I’ve changed that with a single ElevenLabs endpoint with multi-lingual capabilities.
Placing each parts collectively, a single decide cycle seems like this:

- The app calls ElevenLabs to generate the audio instruction
- The operator hears: “Location Alpha Three Two. Choose 4 containers.”
- The operator walks to the placement (arms free, eyes free)
- The operator picks the gadgets and says, “Affirm”
- The speech recognition endpoint processes the affirmation and strikes to the following selecting location
Your complete interplay takes a number of seconds of system time.
What concerning the prices?
That is the place the comparability with conventional methods turns into placing.

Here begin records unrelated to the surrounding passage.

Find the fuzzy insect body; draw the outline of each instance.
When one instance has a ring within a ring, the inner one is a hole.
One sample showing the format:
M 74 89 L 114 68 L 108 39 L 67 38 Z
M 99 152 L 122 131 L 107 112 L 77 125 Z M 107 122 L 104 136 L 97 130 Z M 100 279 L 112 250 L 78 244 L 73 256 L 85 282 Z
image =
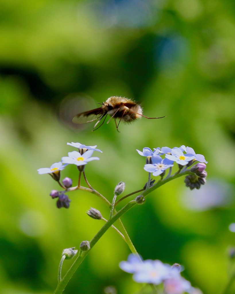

For this mid-size warehouse with 50 FTEs, they estimated that the normal method prices roughly $60K to $150K within the first 12 months.
The AI-powered method prices a number of API calls.
The trade-off is evident: conventional methods provide confirmed reliability and offline functionality for high-volume operations.
In case of failures, now we have the handbook resolution as a rollback.
This AI-powered method gives accessibility and velocity for organisations that can’t justify a six-figure funding.
What Does That Imply for Operations Managers and Resolution Makers?
Voice selecting is not a expertise reserved for the most important 3PLs and retailers with massive budgets.
In case your warehouse has WiFi and your operators have smartphones, you possibly can prototype a voice-guided selecting system in days.
It’s straightforward to check it on an actual batch to measure the impression earlier than committing any vital funds for productisation.
Three situations the place this method makes specific sense:
- Multilingual services the place operators wrestle with screen-based directions in a language that’s not their very own
- Multi-site operations the place deploying proprietary {hardware} to each small warehouse just isn’t economically viable
- Excessive-turnover environments the place coaching time on complicated scanning methods straight impacts productiveness
What about different processes?
Excellent news, the identical structure extends past selecting.
Voice-guided workflows can assist any course of the place an operator wants directions whereas holding their arms free.
You’ll find a reside demo of a listing cycle counting software right here:
The way to begin this journey?
As you may simply guess, the entrance finish of those functions has been vibecoded utilizing Lovable and Claude Code.
For the backend, if in case you have restricted coding capabilities, I might recommend beginning with n8n.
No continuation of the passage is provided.